Please ask you new or re-elected MP to help form the new All Party Parliamentary Group on M.E. for this Parliament.
We need find a a good number of MPs from all parties – and a willing volunteer for the key post of Chairman – to enable the group to be reformed as soon as possible.
The concerns and needs of people with ME/CFS are still crying out to be met, particularly in the following areas: benefits, research, services, medical education and illness management.
The ME Association shares the secretariat with Action for M.E. and we both will be doing all we can to bring MPs to the table.
The last APPG chairman, Liberal Democrat MP for Mid-Dorset Annette Brooke, stood down from Parliament at the General Election. As yet we have no clear fix on who will succeed her in this role.
We have produced the following template letter for your MPs outlining our main areas of concern, which you are welcome to copy as if it were you own. A PDF download of this letter can be found HERE.
Use it, please, to form the basis of your own letter – adapting it to suit yourself. And, of course, remember to include your own name and address and tell us if you get an interesting reply.
TEMPLATE LETTER TO YOUR MP
Your own Name and Address
Mr Septimus Harding MP
House of Commons
London
SW1 OAA
Dear xxx
I have an illness known as M.E. – Myalgic Encephalopathy – which affects around 250,000 people in the UK. Children as well as adults are affected. This means there are around 400 other people in your constituency who also have ME – some of whom will have severe ME, meaning that they are housebound or even bed-bound.
Please could you spend a few minutes of your time to look at five key concerns that affect people with this illness and then consider how you can best assist with the formation of a new All Party Parliamentary Group on M.E. that can represent their interests and concerns. The APPG will need officers as well as members from all parties.
The five key concerns are:
1 DWP BENEFITS
Along with other fluctuating medical conditions, people with ME/CFS often have great diffi- culty in obtaining DWP sickness and disability benefits to which they should be entitled and are only able to do so after going to appeal.
2 MEDICAL EDUCATION
Many people with ME experience long delays, sometimes over a year, in obtaining a formal diagnosis. In the meantime, they are often given inadequate, or even inappropriate or harmful advice, on management. This is because medical education on both the diagnosis and management of ME/CFS at undergraduate and postgraduate level is sketchy or even non-existent.
3 MANAGEMENT
The 2007 NICE guideline on ME/CFS is no longer meeting the needs of people with ME and needs to be fully revised. This was confirmed by Professor Mark Baker from NICE when he spoke to a meeting of ME/CFS charities at the House of Lords in June 2014. However, the NICE guideline has been placed on the inactive ‘static’ list by NICE and there are no plans by NICE to make any revision.
4 RESEARCH
Although the Medical Research Council has identified a list of high priority biomedical research items, funding for key areas of biomedical research – which also includes clinical trials of drug treatments and research infrastructure such as the M.E. Biobank at the Royal Free Hospital – still has to be largely funded by the charity sector.
5 NHS SERVICES
People with M.E. in many parts of the UK still do not have a local hospital-based specialist service to whom they can be referred by a GP for further advice on either diagnosis or management. For children and adolescents, the availability of specialist referral services
is extremely patchy – despite ME/CFS being one of the commonest causes of long-term, sickness absence from school. For the 25% of people who have severe ME – being house- bound or bed-bound – domiciliary services and in-patient facilities are extremely difficult to find, if they exist at all.
Optional insert for comment on a specific local problem:
Here in xx …
As you can see there are very real concerns about the way in which the Department of Health is dealing with an illness that affects around 250,000 people in the UK and which is costing the country an enormous amount of money in lost revenue through the prolonged ill-health and the disability it causes.
If you are interested in helping to set up a new APPG, please email the ME Association – one of the two national charities prepared to share duties in an unpaid secretariat.

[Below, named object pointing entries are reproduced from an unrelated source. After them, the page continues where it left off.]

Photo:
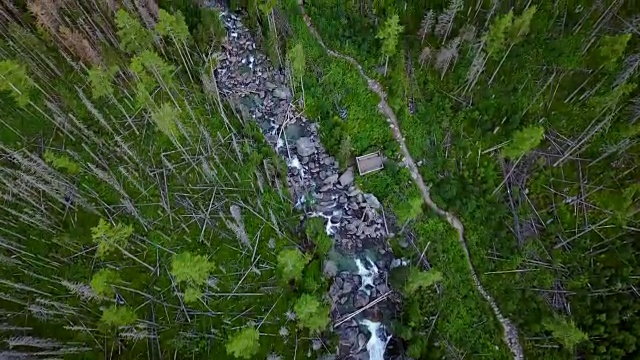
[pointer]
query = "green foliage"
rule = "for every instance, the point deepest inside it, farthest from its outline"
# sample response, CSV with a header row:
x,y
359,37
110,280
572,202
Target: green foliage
x,y
191,269
311,313
317,233
165,117
420,279
521,24
192,295
244,344
109,237
100,79
507,29
173,26
151,70
116,316
496,37
389,33
313,280
565,332
14,78
297,60
523,142
210,31
291,263
133,36
102,282
410,210
611,98
61,162
611,48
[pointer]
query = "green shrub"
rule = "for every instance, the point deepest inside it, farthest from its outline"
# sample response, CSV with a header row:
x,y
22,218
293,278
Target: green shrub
x,y
244,344
116,316
102,280
311,313
291,263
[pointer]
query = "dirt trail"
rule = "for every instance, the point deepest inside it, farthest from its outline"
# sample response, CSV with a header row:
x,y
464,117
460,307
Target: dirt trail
x,y
510,335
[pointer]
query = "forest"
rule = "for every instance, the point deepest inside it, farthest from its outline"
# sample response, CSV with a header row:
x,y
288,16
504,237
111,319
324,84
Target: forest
x,y
147,212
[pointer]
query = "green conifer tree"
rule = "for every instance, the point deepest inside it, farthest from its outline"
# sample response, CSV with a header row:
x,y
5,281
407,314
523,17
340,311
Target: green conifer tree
x,y
244,344
389,35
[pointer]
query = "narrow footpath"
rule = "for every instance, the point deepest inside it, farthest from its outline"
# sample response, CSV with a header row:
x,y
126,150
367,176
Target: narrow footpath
x,y
510,335
361,299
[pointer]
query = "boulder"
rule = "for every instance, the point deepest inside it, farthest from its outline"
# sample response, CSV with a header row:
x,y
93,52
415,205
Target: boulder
x,y
282,93
347,177
305,146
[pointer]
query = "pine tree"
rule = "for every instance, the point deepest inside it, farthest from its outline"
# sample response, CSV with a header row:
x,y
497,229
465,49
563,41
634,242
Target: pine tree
x,y
102,282
298,64
244,344
109,237
523,142
291,263
101,81
315,230
420,279
611,49
565,332
61,162
507,29
172,25
165,119
14,79
389,35
191,269
133,36
496,37
116,316
426,26
311,313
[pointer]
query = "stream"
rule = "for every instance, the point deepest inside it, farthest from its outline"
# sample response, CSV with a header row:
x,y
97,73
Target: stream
x,y
510,332
362,303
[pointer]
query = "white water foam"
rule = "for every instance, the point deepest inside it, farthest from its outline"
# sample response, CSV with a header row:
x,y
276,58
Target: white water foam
x,y
295,163
378,341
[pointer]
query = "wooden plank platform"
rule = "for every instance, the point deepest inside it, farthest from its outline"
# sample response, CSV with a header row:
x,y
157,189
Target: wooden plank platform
x,y
369,163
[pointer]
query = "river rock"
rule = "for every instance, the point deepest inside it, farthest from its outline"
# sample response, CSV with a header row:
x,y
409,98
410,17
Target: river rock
x,y
331,179
361,300
282,93
347,177
305,146
372,201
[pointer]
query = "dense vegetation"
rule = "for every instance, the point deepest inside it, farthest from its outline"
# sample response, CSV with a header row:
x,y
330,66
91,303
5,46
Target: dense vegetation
x,y
524,120
138,214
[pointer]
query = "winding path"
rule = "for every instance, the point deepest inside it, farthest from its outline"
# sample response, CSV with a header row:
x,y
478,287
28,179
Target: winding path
x,y
510,335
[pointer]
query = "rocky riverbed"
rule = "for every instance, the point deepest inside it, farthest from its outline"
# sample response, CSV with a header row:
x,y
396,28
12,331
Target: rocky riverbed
x,y
361,298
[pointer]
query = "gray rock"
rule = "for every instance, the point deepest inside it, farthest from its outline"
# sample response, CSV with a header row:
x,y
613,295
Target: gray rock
x,y
359,344
361,299
382,288
282,93
326,188
270,86
330,269
347,177
305,147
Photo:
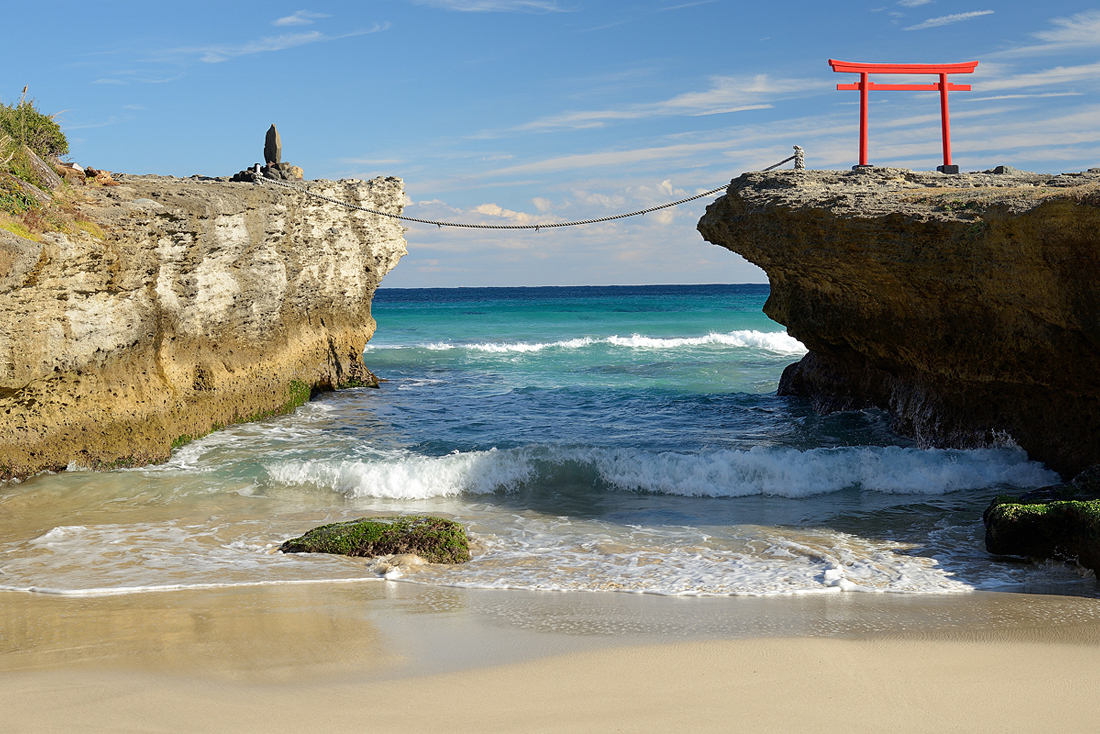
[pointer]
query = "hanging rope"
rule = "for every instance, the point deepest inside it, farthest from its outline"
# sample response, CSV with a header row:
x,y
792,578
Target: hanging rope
x,y
262,179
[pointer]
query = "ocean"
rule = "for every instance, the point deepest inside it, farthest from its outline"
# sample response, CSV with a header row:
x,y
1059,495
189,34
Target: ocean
x,y
592,439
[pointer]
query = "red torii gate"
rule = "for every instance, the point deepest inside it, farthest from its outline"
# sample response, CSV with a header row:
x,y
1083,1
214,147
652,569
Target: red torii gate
x,y
943,87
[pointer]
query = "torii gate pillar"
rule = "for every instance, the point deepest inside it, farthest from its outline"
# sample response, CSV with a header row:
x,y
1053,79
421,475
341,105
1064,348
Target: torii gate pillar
x,y
942,86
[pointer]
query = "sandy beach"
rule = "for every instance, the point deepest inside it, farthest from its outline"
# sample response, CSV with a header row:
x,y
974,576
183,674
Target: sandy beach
x,y
400,657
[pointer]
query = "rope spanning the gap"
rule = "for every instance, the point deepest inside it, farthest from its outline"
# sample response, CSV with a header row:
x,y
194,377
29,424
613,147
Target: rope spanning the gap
x,y
261,179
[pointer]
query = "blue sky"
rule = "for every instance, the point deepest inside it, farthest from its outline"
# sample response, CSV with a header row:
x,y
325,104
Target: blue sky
x,y
524,111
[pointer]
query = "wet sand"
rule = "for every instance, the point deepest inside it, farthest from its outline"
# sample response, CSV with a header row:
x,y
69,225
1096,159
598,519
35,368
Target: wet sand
x,y
402,657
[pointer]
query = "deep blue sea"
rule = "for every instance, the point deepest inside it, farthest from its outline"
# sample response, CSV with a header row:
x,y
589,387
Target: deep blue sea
x,y
591,438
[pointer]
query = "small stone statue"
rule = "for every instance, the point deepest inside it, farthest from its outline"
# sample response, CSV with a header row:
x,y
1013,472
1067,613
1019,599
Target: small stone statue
x,y
273,146
273,167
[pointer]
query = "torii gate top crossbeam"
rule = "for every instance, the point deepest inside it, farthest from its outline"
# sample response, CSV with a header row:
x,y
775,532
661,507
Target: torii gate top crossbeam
x,y
942,86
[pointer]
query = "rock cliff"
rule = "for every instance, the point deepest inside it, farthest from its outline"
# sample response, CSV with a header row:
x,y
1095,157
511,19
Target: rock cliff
x,y
968,306
207,303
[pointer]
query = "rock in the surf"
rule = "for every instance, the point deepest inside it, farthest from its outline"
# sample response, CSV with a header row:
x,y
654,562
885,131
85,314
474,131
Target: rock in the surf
x,y
433,539
1060,522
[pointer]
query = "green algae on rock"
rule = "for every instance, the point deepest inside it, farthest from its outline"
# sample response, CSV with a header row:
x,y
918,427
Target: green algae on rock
x,y
1059,522
433,539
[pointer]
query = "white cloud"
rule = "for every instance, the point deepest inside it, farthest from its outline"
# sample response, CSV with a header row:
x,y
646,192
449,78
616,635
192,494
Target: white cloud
x,y
217,54
1082,30
945,20
494,6
300,18
1079,31
1059,75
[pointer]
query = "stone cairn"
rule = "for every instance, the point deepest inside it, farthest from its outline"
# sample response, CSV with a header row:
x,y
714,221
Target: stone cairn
x,y
275,167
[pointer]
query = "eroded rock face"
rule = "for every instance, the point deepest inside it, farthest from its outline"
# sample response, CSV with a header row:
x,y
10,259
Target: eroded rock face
x,y
208,303
968,306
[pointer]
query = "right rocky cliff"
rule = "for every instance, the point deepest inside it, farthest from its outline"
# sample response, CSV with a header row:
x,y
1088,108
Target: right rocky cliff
x,y
968,306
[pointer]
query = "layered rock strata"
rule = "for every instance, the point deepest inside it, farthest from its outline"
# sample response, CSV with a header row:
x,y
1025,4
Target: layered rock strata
x,y
967,306
206,304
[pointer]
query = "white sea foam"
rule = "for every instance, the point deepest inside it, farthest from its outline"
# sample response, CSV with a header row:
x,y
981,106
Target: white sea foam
x,y
408,475
772,341
770,471
551,555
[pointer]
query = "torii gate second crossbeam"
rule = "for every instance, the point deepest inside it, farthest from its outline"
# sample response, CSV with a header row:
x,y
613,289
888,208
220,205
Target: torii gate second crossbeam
x,y
942,86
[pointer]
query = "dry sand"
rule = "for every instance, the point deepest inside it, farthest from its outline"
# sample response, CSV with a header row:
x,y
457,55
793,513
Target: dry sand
x,y
360,659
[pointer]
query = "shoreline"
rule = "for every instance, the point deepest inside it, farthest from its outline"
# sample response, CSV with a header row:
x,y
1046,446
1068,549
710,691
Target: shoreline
x,y
408,657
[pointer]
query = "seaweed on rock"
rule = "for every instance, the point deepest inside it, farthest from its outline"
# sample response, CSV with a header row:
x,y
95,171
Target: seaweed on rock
x,y
433,539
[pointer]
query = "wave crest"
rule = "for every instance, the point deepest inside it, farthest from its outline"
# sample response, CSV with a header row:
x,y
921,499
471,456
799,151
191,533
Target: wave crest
x,y
724,473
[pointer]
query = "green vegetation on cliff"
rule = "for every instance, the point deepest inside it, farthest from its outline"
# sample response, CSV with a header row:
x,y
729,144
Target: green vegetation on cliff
x,y
433,539
29,205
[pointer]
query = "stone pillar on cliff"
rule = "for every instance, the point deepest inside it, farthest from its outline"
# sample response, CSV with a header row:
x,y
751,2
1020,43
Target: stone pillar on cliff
x,y
273,146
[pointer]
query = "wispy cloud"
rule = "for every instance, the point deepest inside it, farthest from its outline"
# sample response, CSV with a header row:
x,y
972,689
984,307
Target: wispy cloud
x,y
946,20
725,95
132,77
300,18
1057,76
1079,31
495,6
217,54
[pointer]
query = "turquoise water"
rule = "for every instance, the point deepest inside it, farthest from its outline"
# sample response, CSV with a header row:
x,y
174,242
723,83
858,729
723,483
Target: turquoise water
x,y
592,439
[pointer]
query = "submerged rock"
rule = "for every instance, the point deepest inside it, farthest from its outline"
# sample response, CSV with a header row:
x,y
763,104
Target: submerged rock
x,y
433,539
1060,522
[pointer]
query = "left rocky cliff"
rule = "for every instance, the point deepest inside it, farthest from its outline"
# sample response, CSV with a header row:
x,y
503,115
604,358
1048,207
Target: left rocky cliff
x,y
207,303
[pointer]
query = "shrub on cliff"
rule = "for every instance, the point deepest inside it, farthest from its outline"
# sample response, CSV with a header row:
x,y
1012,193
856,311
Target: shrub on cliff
x,y
23,123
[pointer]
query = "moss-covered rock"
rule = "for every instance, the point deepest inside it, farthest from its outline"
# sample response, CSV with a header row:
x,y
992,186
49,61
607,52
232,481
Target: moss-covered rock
x,y
433,539
1060,522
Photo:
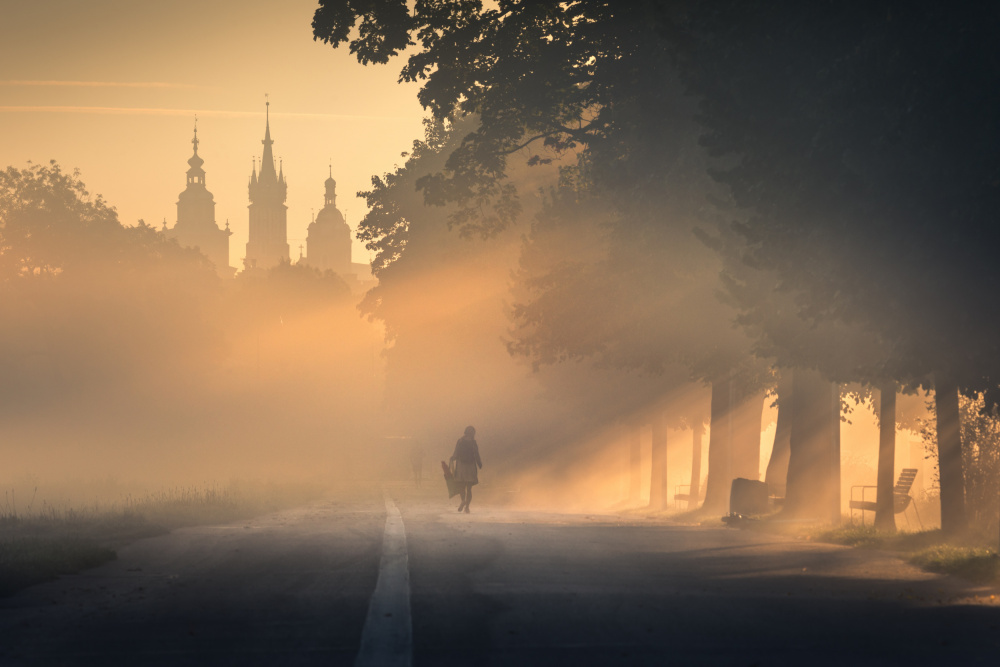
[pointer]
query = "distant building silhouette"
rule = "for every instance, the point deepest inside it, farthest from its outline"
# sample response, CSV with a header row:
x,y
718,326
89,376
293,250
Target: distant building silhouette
x,y
195,226
328,240
268,235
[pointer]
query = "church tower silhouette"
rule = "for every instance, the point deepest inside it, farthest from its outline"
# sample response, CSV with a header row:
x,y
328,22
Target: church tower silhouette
x,y
268,238
195,226
328,243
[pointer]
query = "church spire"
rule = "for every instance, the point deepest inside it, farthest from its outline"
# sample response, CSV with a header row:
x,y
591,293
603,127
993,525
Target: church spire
x,y
196,175
267,172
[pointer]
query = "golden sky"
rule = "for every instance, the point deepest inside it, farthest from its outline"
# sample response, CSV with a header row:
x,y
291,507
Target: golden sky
x,y
112,87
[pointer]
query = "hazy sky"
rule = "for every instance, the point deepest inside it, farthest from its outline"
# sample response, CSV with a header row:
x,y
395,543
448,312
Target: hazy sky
x,y
112,87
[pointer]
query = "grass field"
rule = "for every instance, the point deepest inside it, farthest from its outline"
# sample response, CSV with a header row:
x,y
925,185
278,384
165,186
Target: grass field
x,y
928,549
39,545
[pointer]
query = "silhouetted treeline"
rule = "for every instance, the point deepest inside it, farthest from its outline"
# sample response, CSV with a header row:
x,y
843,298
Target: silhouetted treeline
x,y
123,353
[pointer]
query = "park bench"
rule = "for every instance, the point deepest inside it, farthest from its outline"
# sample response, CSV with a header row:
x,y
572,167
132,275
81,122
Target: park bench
x,y
901,498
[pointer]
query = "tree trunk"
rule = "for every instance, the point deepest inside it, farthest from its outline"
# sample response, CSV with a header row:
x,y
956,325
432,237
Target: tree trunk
x,y
719,463
697,433
950,457
658,474
885,513
777,466
634,463
746,435
813,483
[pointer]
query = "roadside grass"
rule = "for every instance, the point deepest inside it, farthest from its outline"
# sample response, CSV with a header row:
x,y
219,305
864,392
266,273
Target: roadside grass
x,y
41,545
969,558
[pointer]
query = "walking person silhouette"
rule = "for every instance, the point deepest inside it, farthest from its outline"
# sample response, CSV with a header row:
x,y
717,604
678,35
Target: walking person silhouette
x,y
467,464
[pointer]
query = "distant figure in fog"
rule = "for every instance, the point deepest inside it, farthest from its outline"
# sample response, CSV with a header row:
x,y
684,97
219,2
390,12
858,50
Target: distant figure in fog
x,y
417,461
467,464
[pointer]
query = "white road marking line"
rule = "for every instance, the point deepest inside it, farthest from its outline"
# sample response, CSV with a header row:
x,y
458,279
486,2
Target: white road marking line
x,y
387,638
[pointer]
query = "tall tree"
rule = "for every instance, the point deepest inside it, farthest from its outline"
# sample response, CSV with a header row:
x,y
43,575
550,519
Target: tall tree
x,y
866,146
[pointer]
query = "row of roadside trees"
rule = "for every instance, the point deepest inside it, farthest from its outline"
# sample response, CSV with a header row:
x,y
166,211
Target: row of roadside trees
x,y
825,176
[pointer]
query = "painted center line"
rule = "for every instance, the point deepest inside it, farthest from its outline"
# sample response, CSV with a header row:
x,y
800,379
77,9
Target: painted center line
x,y
387,638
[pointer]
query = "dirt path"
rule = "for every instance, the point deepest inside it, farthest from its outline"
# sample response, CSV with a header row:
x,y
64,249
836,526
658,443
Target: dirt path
x,y
286,588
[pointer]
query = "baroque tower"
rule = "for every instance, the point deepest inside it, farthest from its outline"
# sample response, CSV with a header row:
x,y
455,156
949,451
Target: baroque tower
x,y
195,226
268,240
328,243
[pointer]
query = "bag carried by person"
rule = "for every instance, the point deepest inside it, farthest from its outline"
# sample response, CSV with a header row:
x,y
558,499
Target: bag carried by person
x,y
454,486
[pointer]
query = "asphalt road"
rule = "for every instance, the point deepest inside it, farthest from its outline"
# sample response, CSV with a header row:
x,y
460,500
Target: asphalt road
x,y
497,587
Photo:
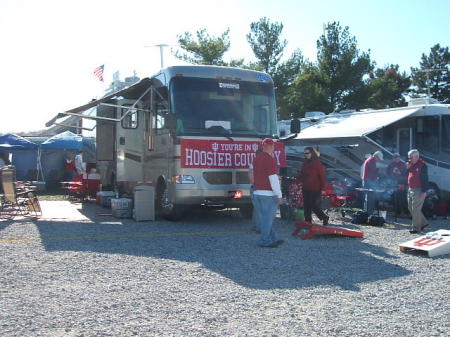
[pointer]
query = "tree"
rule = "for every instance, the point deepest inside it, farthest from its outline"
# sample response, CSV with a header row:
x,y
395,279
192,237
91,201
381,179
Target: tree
x,y
284,76
433,74
342,67
264,39
206,50
386,88
307,92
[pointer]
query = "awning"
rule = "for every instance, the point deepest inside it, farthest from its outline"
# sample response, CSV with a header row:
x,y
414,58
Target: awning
x,y
131,92
354,125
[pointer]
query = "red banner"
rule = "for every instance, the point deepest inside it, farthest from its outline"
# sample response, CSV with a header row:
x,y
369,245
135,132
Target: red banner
x,y
201,153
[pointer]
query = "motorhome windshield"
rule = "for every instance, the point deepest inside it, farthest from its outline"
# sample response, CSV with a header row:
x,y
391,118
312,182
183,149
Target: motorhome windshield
x,y
223,107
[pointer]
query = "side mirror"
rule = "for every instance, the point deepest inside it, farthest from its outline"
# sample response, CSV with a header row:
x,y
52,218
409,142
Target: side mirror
x,y
170,121
295,126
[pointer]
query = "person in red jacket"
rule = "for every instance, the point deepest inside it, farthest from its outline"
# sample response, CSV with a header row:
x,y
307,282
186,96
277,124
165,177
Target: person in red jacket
x,y
313,179
417,187
396,170
266,193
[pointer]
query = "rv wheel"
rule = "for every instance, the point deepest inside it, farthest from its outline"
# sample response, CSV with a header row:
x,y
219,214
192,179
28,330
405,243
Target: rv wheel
x,y
169,210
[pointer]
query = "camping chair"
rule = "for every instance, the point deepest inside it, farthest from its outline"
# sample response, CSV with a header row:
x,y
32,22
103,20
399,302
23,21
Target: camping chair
x,y
14,202
76,189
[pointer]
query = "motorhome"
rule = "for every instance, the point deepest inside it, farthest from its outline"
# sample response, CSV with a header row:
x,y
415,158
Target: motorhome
x,y
345,139
190,131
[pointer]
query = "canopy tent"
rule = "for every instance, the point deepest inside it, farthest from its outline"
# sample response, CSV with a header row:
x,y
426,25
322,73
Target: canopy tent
x,y
354,125
53,153
65,140
24,154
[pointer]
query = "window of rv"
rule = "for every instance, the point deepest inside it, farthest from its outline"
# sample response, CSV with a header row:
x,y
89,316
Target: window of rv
x,y
223,107
427,134
446,134
130,121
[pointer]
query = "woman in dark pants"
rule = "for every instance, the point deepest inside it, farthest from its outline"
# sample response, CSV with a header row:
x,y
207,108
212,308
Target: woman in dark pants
x,y
312,177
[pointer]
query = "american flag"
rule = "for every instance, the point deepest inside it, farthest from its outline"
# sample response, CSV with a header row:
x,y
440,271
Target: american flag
x,y
99,72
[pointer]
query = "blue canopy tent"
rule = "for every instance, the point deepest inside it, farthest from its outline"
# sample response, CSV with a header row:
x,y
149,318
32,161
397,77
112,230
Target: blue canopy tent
x,y
54,150
24,154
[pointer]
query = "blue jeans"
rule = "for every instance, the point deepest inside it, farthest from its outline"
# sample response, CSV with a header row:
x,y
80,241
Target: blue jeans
x,y
369,198
255,220
266,210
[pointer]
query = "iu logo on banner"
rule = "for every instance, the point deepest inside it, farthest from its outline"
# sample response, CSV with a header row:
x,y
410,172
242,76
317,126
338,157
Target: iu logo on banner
x,y
202,153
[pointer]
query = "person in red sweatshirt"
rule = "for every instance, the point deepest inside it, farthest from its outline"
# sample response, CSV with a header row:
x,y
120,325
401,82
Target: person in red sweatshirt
x,y
417,186
313,179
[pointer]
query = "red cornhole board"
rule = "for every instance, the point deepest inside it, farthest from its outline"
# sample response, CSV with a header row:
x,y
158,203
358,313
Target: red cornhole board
x,y
313,229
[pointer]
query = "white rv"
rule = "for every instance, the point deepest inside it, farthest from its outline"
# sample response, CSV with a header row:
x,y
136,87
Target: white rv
x,y
190,131
344,139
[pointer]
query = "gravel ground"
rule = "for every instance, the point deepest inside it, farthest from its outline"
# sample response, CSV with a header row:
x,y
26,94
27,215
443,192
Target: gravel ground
x,y
78,272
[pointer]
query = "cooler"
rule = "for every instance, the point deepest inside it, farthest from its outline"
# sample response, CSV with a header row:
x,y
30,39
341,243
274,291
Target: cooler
x,y
121,207
144,203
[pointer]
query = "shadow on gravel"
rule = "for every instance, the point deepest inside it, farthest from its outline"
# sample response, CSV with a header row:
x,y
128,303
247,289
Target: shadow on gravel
x,y
203,239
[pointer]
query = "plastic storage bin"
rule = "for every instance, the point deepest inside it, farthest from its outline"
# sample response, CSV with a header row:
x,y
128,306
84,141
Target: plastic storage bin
x,y
122,207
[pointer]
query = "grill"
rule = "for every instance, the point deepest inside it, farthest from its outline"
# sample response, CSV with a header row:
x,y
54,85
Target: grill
x,y
242,178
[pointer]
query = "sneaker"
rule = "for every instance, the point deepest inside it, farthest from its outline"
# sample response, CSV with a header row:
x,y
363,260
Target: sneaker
x,y
423,227
274,244
279,242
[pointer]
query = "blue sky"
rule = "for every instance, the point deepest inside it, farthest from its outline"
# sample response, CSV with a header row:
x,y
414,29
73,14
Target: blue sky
x,y
50,47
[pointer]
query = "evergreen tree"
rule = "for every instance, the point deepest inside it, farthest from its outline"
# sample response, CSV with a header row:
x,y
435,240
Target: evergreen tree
x,y
433,75
264,39
342,67
206,50
283,78
307,92
386,88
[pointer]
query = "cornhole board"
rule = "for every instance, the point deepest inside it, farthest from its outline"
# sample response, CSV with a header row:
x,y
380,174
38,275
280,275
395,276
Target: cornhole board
x,y
307,230
433,243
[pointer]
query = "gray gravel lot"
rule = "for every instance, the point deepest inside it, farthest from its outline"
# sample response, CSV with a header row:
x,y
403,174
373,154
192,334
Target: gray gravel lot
x,y
79,272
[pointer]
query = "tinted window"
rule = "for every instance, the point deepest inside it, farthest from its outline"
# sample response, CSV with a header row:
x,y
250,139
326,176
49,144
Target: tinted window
x,y
207,106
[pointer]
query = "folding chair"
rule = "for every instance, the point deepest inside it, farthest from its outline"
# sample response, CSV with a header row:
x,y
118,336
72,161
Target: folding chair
x,y
14,202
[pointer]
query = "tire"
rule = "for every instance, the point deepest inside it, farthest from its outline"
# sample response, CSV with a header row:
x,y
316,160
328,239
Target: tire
x,y
246,211
169,210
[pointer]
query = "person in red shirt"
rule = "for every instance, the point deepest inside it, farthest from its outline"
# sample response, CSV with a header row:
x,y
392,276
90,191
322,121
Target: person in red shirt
x,y
313,179
69,167
396,170
369,178
266,193
417,186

Their email is meconnect@meassociation.org.uk
Optional insert:
I would also like to discuss these concerns with you in person if you are able to do so.
I look forward to your response.
Yours sincerely
xxxx
Sadly not. John Whittingdale OBE MP for Maldon has “joined the Cabinet as Minister for Culture, Media and Sport. As a result, I am not able to join the APPG on ME.”
Thanks for trying, Margot. Sadly, members of the Government do not take part in APPGs.